(WASHINGTON, D.C.) – Family Farm Alliance President Patrick O’Toole tomorrow at 10:00 a.m. (Eastern) will testify at a legislative hearing before the full Senate Energy and Natural Resources Committee. The Committee will receive testimony on three Western water bills:
- S. 2563 – “Water Supply Infrastructure and Drought Resilience Act of 2018″
- S. 2560 – “Reclamation Title Transfer Act of 2018”
- S. 2539 – Reauthorization of Colorado River System Conservation Program
“We encourage the Committee to move these important bills – with some suggested minor modifications – forward to enactment,” said Mr. O’Toole.
Click here for Mr. O’Toole’s written testimony.
S. 2563 and S. 2560 address issues of critical importance to the Alliance: streamlined water project permitting, and title transfers.
S. 2563 – Water Supply Infrastructure and Drought Resilience Act
A key subtitle of S. 2563 is intended to streamline the current multi-agency permitting processes that can delay the construction of new or expanded surface water storage projects by creating a “one-stop permitting shop” process through the Bureau of Reclamation.
“We worked closely with Senator John Barrasso on this ‘one-stop permitting shop’ approach, which will fast-track projects through what is now an unmanageable and inefficient permitting process,” said Mr. O’Toole. “We are thankful for Senator Barrasso’s leadership on this matter, and we think this bill will help to reduce the permitting costs to project applicants.”
Another section of S. 2563 requires the Secretary of the Interior to submit to Congress a report on the efforts of Reclamation to manage its infrastructure assets. This section would require Reclamation to publicly report on its repair needs every other year.
“The Alliance certainly supports the transparency and reporting requirements intended with this legislation,” said Mr. O’Toole.
Other beneficial components of S. 2563 include a pilot project to adjust flood control rule curves for Reclamation dams; new authorities to allow greater flexibility in using Reclamation facilities and project water for aquifer recharge where it complies with state water law; and prohibitions for the Department of the Interior and U.S. Department of Agriculture from conditioning any permit, lease, or other use agreement on the transfer of a water right to the U.S.

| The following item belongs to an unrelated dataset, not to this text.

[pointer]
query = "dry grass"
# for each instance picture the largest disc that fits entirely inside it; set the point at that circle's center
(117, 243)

“We support this section because our farmers and ranchers rely on their vested water rights to secure operating loans in order to irrigate and produce crops and water livestock,” said Mr. O’Toole. “Federal agencies should not be able to leverage those private water rights against farming and ranching families who have long depended upon federal permits and leases to support actions like grazing.”
The Alliance also supports provisions of the bill that codify the existing Clean Water Act exclusion for the conveyance of waters of the U.S. when the transferred water is not subject to intervening industrial, municipal or commercial use. This protects the economies of Western states like Arizona, California, and Colorado, where millions of acre-feet of water are delivered through inter-basin transfers every year.
Further, S. 2563 would reauthorize the Upper Colorado Fish Recovery Program (Recovery Program) for an additional five years through the year 2023 and require a report on the program’s achievements and expenditures.
“The Recovery Program uses science and partnerships to support fish recovery in a way that minimizes impacts to water users, including many members of the Family Farm Alliance,” said Mr. O’Toole. “We strongly support these provisions.”
S. 2560 – Reclamation Title Transfer Act of 2018
S. 2560 is another important bill that addresses the Reclamation Title Transfer Process and authorizes Reclamation to administratively carry out certain title transfers. The Alliance believes transferring the title to federally owned Reclamation irrigation projects to the non-federal operating entities is one of several positive means of strengthening control of water resources at the local level.
“We appreciate the priority the Committee is placing on this important issue,” said Mr. O’Toole. “Experience throughout the West demonstrates that when control and ownership of projects is assumed by local interests, the projects are run more cost effectively and efficiently, with far fewer items of deferred maintenance and less bureaucratic red-tape.”
Other witnesses appearing before the Committee include Timothy Petty, assistant secretary of the Interior for water and science; Derek Sandison, director of the Washington State Department of Agriculture; Laura Ziemer, senior counsel and water policy adviser for Trout Unlimited; Kathryn Sorensen, director of the Phoenix Water Services Department; and Cindy Ortega, senior vice president and chief sustainability officer for MGM Resorts International.
The Family Farm Alliance advocates for family farmers, ranchers, irrigation districts, and allied industries in seventeen Western states. The Alliance is focused on one mission – To ensure the availability of reliable, affordable irrigation water supplies to Western farmers and ranchers. Pat O’Toole is a Wyoming rancher who has served on the Alliance’s Board of Directors since 1998 and was named as the organization’s President in 2005. He is also a former member of Wyoming’s House of Representatives.